Allovectin-7, a bicistronic plasmid encoding human leukocyte antigen-B7 and beta-2 microglobulin formulated with a cationic
lipid system, is an immunotherapeutic agent designed to express allogeneic major histocompatibility complex
class I antigen upon intralesional administration. A phase 2 dose-escalation study (VCL-1005-208) was conducted to evaluate the safety and efficacy of
Allovectin-7 in patients with metastatic
melanoma. Eligible patients had stage III or IV metastatic
melanoma recurrent or unresponsive to prior
therapy, an Eastern Cooperative Oncology Group performance status 0 or 1, and adequate organ function. Patients with brain or visceral (except lung)
metastases, abnormal
lactate dehydrogenase, or any lesion greater than 100 cm were excluded. Patients received six weekly
intralesional injections followed by 3 weeks of observation and evaluation. Overall response was assessed using Response Evaluation Criteria in Solid Tumors guidelines.

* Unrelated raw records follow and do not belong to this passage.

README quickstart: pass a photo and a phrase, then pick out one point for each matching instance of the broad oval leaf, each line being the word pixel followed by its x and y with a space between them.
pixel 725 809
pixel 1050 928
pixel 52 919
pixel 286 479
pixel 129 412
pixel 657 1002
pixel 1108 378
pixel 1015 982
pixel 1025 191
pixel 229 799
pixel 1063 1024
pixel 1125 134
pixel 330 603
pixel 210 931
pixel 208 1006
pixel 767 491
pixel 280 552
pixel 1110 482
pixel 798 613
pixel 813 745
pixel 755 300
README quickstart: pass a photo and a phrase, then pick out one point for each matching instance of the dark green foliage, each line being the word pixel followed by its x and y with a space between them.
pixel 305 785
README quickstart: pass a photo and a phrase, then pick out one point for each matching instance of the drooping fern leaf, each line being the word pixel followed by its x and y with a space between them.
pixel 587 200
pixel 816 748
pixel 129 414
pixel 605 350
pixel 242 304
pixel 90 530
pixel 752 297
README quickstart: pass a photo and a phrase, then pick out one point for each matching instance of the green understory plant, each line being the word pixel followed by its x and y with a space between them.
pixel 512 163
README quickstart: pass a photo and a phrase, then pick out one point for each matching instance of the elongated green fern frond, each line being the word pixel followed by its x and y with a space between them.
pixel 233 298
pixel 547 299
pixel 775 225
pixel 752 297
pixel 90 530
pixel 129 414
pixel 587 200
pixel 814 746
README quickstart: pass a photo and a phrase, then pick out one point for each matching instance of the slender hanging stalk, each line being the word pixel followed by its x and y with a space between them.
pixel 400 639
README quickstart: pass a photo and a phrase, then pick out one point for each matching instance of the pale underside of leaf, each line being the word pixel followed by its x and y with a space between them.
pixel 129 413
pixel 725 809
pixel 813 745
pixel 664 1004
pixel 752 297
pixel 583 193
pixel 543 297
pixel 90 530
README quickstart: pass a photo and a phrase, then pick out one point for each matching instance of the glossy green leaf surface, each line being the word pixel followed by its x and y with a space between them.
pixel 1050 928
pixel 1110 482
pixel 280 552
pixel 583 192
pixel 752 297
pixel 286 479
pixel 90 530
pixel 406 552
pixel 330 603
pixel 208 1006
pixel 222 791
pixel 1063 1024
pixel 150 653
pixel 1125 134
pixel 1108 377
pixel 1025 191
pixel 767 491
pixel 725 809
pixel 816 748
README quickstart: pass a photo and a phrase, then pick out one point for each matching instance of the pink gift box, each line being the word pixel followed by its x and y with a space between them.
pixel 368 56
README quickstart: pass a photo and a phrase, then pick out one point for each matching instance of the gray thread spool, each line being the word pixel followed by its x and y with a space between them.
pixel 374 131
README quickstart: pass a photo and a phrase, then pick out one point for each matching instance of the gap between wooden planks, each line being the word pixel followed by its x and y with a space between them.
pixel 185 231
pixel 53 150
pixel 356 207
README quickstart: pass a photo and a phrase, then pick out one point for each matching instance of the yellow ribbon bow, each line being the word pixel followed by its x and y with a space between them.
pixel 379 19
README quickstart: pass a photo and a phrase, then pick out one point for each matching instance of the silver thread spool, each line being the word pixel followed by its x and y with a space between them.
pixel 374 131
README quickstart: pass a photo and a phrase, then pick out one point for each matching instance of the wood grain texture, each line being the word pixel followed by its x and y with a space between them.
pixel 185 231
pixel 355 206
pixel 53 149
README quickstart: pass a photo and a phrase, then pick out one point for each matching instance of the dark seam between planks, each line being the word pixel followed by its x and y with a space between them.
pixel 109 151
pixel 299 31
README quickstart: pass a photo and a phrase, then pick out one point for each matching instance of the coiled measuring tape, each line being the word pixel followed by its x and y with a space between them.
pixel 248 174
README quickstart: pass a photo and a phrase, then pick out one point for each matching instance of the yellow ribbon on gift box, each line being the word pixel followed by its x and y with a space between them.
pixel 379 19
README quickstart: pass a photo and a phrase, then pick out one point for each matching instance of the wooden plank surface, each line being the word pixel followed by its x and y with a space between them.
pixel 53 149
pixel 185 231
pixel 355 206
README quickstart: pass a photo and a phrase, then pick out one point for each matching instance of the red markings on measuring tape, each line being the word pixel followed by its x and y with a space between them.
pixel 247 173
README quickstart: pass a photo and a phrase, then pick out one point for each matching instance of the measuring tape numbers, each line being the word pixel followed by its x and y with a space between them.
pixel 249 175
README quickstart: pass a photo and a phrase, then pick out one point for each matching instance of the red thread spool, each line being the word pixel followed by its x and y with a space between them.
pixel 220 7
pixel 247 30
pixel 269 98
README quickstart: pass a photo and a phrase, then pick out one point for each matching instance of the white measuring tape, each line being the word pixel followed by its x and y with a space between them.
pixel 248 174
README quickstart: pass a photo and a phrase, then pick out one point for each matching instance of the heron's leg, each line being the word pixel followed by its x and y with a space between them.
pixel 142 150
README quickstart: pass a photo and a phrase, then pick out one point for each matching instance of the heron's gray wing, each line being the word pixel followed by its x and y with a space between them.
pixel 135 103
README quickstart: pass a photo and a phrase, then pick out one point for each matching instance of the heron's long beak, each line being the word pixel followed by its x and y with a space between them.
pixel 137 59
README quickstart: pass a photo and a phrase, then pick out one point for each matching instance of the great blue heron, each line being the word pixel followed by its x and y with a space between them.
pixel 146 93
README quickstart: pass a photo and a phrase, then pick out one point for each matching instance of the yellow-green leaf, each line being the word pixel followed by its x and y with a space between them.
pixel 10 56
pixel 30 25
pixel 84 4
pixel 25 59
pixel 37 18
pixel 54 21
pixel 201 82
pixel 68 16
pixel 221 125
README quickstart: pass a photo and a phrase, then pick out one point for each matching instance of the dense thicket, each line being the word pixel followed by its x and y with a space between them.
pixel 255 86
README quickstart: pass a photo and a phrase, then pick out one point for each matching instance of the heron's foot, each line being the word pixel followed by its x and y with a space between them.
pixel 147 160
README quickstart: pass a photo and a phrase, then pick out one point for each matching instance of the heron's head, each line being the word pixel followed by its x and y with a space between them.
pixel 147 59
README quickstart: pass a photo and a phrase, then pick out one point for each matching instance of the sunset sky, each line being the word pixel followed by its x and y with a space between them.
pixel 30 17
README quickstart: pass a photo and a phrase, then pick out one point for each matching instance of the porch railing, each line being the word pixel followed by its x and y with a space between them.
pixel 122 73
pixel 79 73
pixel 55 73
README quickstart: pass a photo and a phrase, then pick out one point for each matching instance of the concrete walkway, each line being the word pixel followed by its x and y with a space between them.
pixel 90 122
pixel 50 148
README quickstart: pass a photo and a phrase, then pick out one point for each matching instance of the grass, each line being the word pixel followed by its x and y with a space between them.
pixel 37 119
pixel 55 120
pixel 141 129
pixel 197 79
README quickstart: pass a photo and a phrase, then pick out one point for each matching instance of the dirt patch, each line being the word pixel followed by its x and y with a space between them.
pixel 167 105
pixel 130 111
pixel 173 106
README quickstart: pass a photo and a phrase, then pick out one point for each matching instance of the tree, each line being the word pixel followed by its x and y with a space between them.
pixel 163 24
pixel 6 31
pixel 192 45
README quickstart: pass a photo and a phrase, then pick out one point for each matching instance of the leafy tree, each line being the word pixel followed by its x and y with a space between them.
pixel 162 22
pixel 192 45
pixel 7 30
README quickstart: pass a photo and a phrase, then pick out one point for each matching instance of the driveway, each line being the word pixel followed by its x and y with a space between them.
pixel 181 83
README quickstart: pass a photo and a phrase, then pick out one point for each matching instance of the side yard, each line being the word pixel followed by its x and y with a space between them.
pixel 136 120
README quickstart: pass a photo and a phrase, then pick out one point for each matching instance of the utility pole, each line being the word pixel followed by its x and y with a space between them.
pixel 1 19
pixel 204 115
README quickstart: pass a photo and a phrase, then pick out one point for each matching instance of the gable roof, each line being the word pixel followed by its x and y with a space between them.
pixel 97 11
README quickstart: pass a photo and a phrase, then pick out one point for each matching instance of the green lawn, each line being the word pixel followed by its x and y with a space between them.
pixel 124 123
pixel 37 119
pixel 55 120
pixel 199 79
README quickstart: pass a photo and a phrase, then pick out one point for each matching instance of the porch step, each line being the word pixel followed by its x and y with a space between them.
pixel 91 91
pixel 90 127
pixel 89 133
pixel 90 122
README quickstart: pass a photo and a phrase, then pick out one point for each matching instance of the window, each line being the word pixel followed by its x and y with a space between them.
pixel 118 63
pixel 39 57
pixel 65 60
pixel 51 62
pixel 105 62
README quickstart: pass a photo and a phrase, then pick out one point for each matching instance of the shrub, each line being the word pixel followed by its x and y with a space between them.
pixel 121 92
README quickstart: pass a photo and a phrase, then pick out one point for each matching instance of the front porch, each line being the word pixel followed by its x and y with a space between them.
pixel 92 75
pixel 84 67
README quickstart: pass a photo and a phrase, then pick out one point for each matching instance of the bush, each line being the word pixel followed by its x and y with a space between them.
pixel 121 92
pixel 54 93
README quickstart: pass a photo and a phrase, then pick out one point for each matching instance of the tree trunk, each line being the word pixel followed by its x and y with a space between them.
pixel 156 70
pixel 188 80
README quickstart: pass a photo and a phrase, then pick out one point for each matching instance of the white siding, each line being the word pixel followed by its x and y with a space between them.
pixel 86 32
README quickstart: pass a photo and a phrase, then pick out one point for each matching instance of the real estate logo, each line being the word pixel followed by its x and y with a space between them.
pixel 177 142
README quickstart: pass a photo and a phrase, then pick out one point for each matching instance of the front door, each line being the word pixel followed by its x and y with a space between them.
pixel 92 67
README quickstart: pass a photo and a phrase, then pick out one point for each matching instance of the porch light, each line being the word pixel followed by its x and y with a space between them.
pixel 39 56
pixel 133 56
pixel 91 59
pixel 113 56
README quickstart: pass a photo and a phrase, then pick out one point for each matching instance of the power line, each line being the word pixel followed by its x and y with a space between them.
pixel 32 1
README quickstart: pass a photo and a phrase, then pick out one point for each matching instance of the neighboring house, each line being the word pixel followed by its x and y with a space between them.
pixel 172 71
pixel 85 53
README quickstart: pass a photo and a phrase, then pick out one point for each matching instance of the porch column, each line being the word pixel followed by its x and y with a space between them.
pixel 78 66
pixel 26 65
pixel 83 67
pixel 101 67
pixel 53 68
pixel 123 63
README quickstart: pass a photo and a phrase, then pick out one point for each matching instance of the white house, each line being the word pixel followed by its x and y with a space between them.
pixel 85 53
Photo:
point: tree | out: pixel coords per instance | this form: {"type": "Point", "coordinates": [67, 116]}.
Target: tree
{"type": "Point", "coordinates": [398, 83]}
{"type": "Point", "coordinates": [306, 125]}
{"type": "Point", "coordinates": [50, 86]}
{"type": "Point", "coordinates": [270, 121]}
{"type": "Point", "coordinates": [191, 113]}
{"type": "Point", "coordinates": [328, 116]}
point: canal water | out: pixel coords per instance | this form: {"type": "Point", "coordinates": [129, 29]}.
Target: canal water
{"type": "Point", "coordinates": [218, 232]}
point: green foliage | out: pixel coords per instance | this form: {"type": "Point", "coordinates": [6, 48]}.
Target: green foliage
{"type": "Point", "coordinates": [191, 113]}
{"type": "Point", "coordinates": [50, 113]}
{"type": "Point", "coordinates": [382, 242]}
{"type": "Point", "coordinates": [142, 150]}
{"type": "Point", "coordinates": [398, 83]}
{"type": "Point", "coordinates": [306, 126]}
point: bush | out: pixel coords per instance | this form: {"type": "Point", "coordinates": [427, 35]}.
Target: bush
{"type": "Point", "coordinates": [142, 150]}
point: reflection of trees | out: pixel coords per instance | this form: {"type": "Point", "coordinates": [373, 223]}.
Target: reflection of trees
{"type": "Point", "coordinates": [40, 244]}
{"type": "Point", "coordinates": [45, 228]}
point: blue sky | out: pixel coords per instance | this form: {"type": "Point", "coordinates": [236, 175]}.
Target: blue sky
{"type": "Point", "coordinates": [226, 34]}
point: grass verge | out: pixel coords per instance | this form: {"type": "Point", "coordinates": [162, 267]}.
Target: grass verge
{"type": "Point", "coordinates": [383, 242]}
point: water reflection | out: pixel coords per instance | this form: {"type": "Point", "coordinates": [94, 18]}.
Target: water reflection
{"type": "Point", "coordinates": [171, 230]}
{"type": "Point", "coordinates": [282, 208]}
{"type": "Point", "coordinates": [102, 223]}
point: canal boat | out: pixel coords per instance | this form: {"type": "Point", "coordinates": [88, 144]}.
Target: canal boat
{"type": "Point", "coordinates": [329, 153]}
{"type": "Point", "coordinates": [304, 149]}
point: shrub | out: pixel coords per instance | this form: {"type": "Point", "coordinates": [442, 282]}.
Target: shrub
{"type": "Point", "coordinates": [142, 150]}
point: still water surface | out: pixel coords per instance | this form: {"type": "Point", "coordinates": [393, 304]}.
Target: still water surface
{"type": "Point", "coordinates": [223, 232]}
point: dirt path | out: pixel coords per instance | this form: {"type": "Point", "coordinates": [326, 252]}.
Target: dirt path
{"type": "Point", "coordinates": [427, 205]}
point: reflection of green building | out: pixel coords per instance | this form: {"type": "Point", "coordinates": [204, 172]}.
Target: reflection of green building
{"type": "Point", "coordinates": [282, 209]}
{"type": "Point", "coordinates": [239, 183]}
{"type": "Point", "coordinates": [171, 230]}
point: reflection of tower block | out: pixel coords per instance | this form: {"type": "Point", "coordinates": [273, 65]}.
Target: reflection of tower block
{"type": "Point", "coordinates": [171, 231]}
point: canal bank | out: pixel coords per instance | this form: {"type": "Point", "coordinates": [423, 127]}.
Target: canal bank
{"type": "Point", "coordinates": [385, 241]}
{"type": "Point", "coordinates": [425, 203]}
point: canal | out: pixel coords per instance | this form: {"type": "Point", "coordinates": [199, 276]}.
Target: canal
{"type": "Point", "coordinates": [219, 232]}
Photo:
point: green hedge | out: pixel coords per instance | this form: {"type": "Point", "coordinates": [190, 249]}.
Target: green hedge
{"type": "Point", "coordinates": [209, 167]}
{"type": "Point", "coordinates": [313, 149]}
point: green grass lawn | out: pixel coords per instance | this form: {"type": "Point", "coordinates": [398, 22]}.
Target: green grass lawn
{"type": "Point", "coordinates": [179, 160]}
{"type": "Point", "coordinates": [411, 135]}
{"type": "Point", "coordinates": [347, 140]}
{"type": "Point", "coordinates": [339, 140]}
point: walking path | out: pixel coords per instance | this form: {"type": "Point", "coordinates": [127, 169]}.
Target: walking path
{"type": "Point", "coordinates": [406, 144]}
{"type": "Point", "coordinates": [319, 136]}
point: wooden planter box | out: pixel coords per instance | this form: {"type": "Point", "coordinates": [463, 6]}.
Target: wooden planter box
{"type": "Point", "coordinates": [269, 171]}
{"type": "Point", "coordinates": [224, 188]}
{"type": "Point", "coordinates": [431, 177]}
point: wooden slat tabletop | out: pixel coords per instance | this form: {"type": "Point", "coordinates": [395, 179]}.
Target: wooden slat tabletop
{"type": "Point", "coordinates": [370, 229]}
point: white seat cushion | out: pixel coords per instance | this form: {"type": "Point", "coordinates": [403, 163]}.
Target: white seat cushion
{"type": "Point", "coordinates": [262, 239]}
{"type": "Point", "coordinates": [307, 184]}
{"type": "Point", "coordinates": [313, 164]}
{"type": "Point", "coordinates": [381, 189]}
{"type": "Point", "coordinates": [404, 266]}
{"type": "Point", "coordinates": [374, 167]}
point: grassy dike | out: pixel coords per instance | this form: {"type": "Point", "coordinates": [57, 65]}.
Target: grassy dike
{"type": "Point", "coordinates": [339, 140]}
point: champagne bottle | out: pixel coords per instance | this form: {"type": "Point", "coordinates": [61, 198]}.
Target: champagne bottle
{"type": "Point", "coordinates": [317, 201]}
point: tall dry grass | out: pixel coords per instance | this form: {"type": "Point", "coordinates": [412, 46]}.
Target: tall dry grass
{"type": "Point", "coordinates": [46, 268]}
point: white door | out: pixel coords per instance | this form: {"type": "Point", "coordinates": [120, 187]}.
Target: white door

Patients with stable or responding disease were eligible to receive additional cycles of
Allovectin-7. All 133 patients were evaluated for safety and 127 patients (2 mg, high dose) were evaluated for efficacy. Fifteen patients (11.8%, 95% confidence interval: 6.2-17.4) achieved an objective response with median duration of response of 13.8 months (95% confidence interval: 8.5, not estimable). A histological examination of tissue from two responding patients who had their lesions resected has shown no evidence of
melanoma. Median time-to-progression in this study was 1.6 months. In conclusion, these results indicate that high-dose
Allovectin-7 seems to be an active, well-tolerated treatment for selected stage III/IV metastatic
melanoma patients with
injectable cutaneous, subcutaneous, or nodal lesions.